Making Kids Count keeps kids fed over the summer
By Graig Graziosi
For some Mahoning Valley families, summer break isn’t just a hiatus from school.
It’s also an abrupt stop to the school lunches many parents rely on for their children’s nutrition.
Making Kids Count, a Boardman-based nonprofit serving children and families, is combating hunger brought on by summer break with its fifth annual summer food program.
Fifty families – 25 from Boardman and 25 from Austintown – will receive six weeks’ worth of food assistance thanks to donations from the nonprofit.
Distributions of the food – generally breakfast and lunch items such as fruit, cereal and nonperishables – are delivered to the families on alternating weeks throughout the summer.
Rulli Bros., the grocery store from which Making Kids Count purchases meat and produce for the program, helps deliver food to the families.
Colleen Eisenbraun, program director at Making Kids Count, said the summer food program relies on local participation, such as Rulli Bros.’ deliveries, to serve the families.
“We’re connected with these families through referrals from school guidance counselors,” she said. “We have the agreement with Rulli’s for deliveries, and Schwebels’ Bakery provides all the bread products.”
Volunteers packed the bags of food on delivery day at Making Kids Count’s offices in Boardman.

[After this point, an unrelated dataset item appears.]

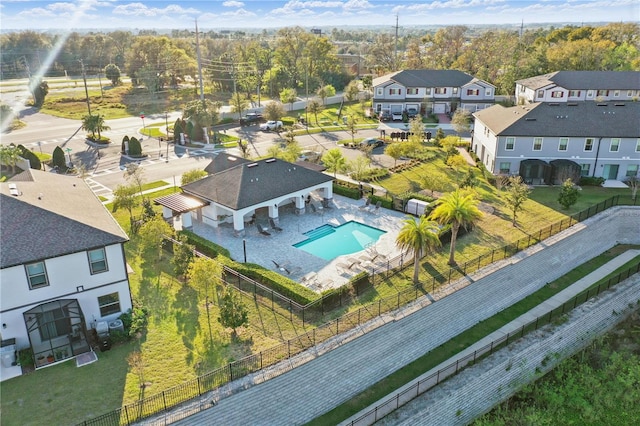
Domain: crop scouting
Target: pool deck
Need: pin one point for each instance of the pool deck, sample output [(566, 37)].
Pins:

One of the volunteers, Anna Firth, already had a history of working to benefit children.
A retired teacher, Firth first became aware of Making Kids Count when she noticed the sign during a hair appointment at a nearby plaza. She initially took the building as a tutoring center – MKC does have tutoring services – and visited to offer her time. When she discovered the breadth of the organization’s services, she knew she wanted to be a part of it.

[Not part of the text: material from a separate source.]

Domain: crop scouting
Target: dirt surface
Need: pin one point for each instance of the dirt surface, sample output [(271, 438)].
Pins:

Firth has been a volunteer with the organization for six of its seven years in operation. On delivery day, she and her husband, George, were stuffing bags and volunteered to drive the food assistance to the families in need.

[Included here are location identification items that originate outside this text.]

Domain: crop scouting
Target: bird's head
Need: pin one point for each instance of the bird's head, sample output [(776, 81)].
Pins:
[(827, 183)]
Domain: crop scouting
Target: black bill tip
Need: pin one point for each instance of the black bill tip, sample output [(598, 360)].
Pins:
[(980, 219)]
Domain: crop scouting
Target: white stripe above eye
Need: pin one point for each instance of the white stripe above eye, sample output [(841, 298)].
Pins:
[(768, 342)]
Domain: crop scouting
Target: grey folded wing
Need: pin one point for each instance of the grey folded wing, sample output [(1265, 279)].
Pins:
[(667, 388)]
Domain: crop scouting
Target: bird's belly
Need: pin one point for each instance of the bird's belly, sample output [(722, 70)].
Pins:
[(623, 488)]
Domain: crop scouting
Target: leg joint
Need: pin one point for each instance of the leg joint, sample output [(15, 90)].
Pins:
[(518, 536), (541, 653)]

“It’s a wonderful organization,” Firth said. “You never realize how many people are in need of help until you do something like this.”
Along with its summer food program, Making Kids Count also distributes diapers to families in need, offers after-school tutoring and helps support local schools with donation drives, among other programs.
Those interested in donating to the organization can find current needs under the “donation” tab on the group’s website, makingkidscount.org.